The CAPTIVATE trial investigated an ibrutinib plus venetoclax regimen in patients with CLL, divided in a fixed-duration cohort and a MRD cohort. Patients received 3 cycles of oral ibrutinib (420mg, daily), followed by 12 cycles of ibrutinib plus oral venetoclax (ramp-up to 400mg daily). The 2-year follow up results of the MRD-guided cohort were presented at the ASH annual meeting. During week 16, patients with confirmed uMRD were randomised 1:1 to placebo (n=43) or ibrutinib monotherapy (n=43). Patients who did not achieve uMRD were randomised 1:1 to ibrutinib monotherapy (n=31) or ibrutinib plus venetoclax therapy (n=32). Notably, a high proportion of patients had high-risk features, such as unmutated immunoglobulin heavy-chain variable region gene (IGHV) (60%). The median post-randomisation follow-up was 24 months.
With this longer follow-up, no new disease-free survival (DFS) events had occurred since the primary analysis in patients with confirmed uMRD. The DFS rates remained at 95% and 100% for placebo receivers and ibrutinib receivers, respectively.
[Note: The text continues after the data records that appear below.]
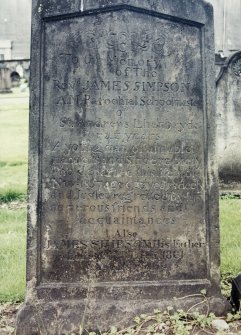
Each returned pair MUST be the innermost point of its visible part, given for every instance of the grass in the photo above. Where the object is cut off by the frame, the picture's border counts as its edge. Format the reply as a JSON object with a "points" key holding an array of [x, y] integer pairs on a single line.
{"points": [[13, 181], [14, 145], [12, 254], [230, 227]]}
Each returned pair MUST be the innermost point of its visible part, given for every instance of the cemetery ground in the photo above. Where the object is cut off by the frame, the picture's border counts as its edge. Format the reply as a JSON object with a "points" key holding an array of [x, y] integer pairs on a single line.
{"points": [[13, 181]]}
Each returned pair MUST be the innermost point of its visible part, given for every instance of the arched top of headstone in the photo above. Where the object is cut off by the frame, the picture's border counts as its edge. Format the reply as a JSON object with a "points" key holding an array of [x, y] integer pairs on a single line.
{"points": [[198, 11]]}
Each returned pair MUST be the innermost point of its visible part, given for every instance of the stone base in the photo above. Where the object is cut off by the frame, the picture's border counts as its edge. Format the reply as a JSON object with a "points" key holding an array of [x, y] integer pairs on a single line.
{"points": [[66, 317]]}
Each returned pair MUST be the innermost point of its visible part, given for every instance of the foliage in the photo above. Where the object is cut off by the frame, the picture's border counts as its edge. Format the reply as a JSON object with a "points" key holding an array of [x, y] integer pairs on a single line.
{"points": [[12, 254]]}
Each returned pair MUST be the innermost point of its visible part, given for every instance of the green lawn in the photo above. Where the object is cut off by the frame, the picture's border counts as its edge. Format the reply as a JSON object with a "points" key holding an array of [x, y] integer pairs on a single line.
{"points": [[14, 143], [230, 227], [12, 254]]}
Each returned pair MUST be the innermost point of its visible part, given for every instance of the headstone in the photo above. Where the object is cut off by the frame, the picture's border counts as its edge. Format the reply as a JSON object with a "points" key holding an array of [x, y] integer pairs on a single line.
{"points": [[229, 124], [5, 80], [123, 213]]}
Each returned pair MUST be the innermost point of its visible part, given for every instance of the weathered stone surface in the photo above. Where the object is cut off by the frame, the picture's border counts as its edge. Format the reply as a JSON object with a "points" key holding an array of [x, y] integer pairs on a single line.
{"points": [[229, 124], [123, 209]]}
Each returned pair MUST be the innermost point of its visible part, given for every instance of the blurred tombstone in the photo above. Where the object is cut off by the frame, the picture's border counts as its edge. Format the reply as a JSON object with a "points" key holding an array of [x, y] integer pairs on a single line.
{"points": [[229, 124], [5, 80]]}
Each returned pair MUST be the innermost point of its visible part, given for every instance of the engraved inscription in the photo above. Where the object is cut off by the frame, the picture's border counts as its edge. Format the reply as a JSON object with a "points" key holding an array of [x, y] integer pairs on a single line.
{"points": [[123, 158]]}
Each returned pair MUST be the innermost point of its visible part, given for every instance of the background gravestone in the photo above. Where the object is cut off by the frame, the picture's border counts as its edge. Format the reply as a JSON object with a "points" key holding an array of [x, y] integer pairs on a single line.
{"points": [[5, 80], [123, 211], [229, 124]]}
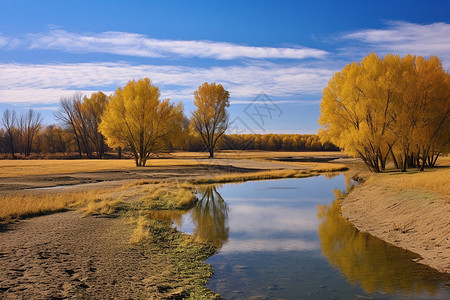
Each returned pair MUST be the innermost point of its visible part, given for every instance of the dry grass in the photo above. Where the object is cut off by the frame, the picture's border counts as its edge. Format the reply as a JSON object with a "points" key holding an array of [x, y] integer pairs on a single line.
{"points": [[27, 204], [12, 168], [238, 177], [142, 231], [271, 174], [254, 154], [168, 196], [434, 180]]}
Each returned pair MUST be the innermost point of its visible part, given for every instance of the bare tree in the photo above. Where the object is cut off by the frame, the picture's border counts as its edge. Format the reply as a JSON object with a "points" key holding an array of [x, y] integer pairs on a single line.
{"points": [[70, 113], [9, 121]]}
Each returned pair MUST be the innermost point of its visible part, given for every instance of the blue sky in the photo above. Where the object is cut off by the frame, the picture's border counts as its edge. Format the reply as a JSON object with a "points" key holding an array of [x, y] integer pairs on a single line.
{"points": [[287, 50]]}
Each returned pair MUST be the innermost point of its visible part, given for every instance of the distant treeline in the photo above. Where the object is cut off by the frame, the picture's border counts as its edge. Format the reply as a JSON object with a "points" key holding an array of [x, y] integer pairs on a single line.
{"points": [[25, 136]]}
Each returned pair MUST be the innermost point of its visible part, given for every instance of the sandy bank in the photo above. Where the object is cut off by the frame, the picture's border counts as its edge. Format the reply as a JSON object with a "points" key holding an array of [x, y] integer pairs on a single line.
{"points": [[416, 219]]}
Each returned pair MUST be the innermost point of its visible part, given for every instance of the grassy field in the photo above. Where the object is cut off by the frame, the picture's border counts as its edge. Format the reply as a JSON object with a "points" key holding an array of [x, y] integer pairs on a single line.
{"points": [[12, 168]]}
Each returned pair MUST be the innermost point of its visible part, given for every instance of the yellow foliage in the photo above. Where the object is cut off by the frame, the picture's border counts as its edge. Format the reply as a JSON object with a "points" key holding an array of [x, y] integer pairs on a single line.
{"points": [[210, 119], [387, 108]]}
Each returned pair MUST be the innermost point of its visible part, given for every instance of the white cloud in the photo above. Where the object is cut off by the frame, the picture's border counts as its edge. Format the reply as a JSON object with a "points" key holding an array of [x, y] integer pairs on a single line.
{"points": [[404, 38], [132, 44], [29, 96], [46, 83]]}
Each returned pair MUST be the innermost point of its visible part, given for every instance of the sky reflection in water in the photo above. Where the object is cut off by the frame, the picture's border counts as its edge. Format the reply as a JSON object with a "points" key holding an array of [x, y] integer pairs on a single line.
{"points": [[286, 239]]}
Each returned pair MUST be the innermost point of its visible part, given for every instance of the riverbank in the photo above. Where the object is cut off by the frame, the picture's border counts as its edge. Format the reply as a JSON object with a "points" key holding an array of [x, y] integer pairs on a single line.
{"points": [[409, 210]]}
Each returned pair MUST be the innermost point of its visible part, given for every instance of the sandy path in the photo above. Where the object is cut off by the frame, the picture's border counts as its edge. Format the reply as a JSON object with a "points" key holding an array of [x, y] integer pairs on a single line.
{"points": [[412, 219], [63, 255]]}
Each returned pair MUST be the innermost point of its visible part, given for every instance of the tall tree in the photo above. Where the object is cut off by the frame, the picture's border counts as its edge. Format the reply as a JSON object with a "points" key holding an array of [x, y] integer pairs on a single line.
{"points": [[388, 107], [29, 126], [91, 111], [210, 119], [135, 117]]}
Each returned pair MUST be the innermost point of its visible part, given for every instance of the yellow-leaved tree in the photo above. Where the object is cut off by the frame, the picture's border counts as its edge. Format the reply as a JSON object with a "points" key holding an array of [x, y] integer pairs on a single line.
{"points": [[137, 118], [210, 119], [389, 109]]}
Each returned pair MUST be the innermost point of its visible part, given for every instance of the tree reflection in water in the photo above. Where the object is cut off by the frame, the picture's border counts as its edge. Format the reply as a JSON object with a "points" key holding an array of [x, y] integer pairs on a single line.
{"points": [[376, 265], [210, 217]]}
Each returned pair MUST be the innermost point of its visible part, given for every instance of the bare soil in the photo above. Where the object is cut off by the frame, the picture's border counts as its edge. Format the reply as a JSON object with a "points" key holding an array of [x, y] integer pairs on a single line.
{"points": [[66, 255]]}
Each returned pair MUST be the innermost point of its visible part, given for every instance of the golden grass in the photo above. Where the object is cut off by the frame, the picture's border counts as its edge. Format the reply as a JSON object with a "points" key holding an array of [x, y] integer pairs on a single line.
{"points": [[271, 174], [27, 204], [262, 175], [168, 196], [254, 154], [12, 168], [14, 206]]}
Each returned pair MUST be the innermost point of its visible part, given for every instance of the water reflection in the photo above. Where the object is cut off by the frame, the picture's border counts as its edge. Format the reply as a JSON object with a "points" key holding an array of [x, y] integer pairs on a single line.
{"points": [[210, 217], [374, 264]]}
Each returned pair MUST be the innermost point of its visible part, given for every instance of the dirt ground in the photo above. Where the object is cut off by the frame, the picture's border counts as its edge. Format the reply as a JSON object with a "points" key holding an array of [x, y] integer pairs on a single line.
{"points": [[22, 174]]}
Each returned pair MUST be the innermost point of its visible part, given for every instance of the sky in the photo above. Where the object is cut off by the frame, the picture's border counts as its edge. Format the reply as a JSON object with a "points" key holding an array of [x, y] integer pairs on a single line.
{"points": [[274, 57]]}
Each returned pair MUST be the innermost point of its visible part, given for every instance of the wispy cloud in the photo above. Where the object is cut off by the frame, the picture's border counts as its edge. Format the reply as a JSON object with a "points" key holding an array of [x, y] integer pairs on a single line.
{"points": [[47, 82], [404, 38], [133, 44]]}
In addition, the overall study period displayed modest improvements in complete response (CR) rates for patients with confirmed uMRD, compared to the pre-randomisation period (placebo 9%, ibrutinib 5%). Patients without confirmed uMRD showed larger improvements in CR rates, with ibrutinib receivers displaying a 22% improvement and ibrutinib plus venetoclax receivers demonstrating a 28% improvement. Importantly, no new safety issues of the ibrutinib plus venetoclax regimen were observed.
Medicom interviewed Prof. Ghia to understand the context of these results.
Medicom: Do these data have the potential to alter the therapeutic landscape for CLL?
At ASH this year, I presented the CAPTIVATE study, which is a phase 2 study enrolling patients with the chronic lymphocytic leukaemia and treated in first line with a combination of ibrutinib plus venetoclax plus for 12 months, proceeded by three months of monotherapy with ibrutinib. The study includes two different cohorts, one fixed duration cohort, where all patients stopped the treatment at the end of the 12 months of combination, and the MRD cohort, which is the one that I presented here at ASH, where patients at the end of the 12 months of the combination, are randomised based on their MRD status.
In the MRD-guided cohort, those who achieved undetectable MRD were subsequently randomised to either discontinue treatments, so to the placebo arm, or to continue ibrutinib. On the other hand, the patients who did not achieve undetectable MRD were randomised to continue either ibrutinib alone, or ibrutinib plus venetoclax. What I presented at ASH was the two-year follow-up of this study.
We set the endpoint to be disease-free survival, which is an important distinction from progression free survival (PFS), because disease-free survival is a much more stringent endpoint. This endpoint considers the freedom from disease progression, obviously freedom from death, but also freedom from MRD relapse. Interestingly enough, with an extra year of follow-up, not a single additional event occurred, which is of course excellent for the patients.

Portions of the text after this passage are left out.